In place construction of a pair of nonmovable, non copyable in a std::vector

Assume a following non copyable and non movable struct X with no default constructor and with no single argument constructor:

struct X
{
    X(int x, int y) { }
    X(const X&) = delete;
    X(X&&) = delete;
};

and a vector std::vector<pair<X,X>> v. For inserting into v one could use emplace_back if X was constructible from just one argument, since it effectively calls the constructor of std::pair<X,X>.
We could do something like this:

v.emplace_back(X(42,42),X(69,69));

but in this case a move constructor of X gets called and the latter does not compile. Since this is not possible, we have to make use of the std::piecewise_construct constructor of std::pair and call:

v.emplace_back(std::piecewise_construct, std::forward_as_tuple(42,42), std::forward_as_tuple(69,69));

I would expect this to work properly, but the vector, for some reason, is calling move ctor (or copy, if only move was deleted).

For example changing the container to be std::list, everything works just fine. Adding a < operator to X and creating a std::map<X,X> (which has pairs of X as the nodes) or std::set<std::pair<X,X>> and using emplace instead of emplace_back all seems to work. What is wrong with std::vector?

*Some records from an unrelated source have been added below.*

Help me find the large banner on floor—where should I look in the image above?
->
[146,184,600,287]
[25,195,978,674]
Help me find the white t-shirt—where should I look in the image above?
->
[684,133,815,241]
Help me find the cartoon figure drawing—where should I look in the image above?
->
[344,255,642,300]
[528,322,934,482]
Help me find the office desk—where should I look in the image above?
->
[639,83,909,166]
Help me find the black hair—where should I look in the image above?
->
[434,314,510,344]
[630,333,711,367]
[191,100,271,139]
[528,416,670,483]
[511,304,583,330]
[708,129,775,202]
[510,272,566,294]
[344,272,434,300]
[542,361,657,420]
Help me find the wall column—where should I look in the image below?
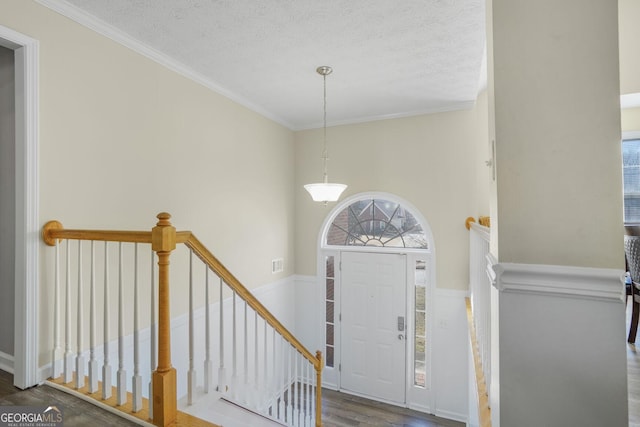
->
[487,0,628,426]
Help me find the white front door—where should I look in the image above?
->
[340,252,406,404]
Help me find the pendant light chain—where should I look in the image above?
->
[322,73,329,183]
[304,65,347,206]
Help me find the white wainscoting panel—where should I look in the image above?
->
[432,288,469,422]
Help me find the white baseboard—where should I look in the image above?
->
[434,409,467,423]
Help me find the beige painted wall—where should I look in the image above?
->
[0,0,294,368]
[621,107,640,132]
[295,95,488,289]
[493,0,624,268]
[618,0,640,94]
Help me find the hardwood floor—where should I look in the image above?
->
[0,338,640,427]
[322,390,464,427]
[625,299,640,427]
[0,371,137,427]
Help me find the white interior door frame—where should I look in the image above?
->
[0,26,40,389]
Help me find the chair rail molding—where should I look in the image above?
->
[493,263,625,302]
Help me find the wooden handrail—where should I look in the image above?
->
[42,212,323,427]
[465,297,491,427]
[183,232,321,370]
[42,221,151,246]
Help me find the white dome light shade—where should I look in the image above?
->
[304,182,347,202]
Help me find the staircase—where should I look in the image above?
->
[43,213,323,426]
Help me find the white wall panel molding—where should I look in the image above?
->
[493,263,625,301]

Full code snippet can be found here.

>Solution :

std::vector is subject to reallocation once the size reach the capacity.
when reallocating the elements into a new memory segment std::vector has to copy/move the values from the old segment and this is made by calling copy/move constructors.

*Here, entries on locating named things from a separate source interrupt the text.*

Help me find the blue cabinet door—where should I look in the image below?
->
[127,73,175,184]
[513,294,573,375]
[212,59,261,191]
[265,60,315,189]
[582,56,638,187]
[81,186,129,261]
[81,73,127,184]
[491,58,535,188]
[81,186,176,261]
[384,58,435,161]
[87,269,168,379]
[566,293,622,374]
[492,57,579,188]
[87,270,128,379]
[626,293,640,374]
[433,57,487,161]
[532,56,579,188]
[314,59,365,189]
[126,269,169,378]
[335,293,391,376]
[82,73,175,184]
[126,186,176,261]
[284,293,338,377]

if you don’t need that the elements are sequential in memory you can use std::deque instead, since std::deque doesn’t reallocate the elements internally.

you can’t store non copyable and non moveable objects into std::vectors.


EDIT suggested by @François Andrieux

In case you still need for any reason an std::vector you may think to use a vector made using std::unique_ptr<X> as value type using std::vector<std::unique_ptr<X>>.

With this solution you still don’t get a sequential order in memory of your elements, and they are keep in memory till they are still in the vector, so except in case you are forced by any reason to use std::vectors, i think the best match is still the std::deque.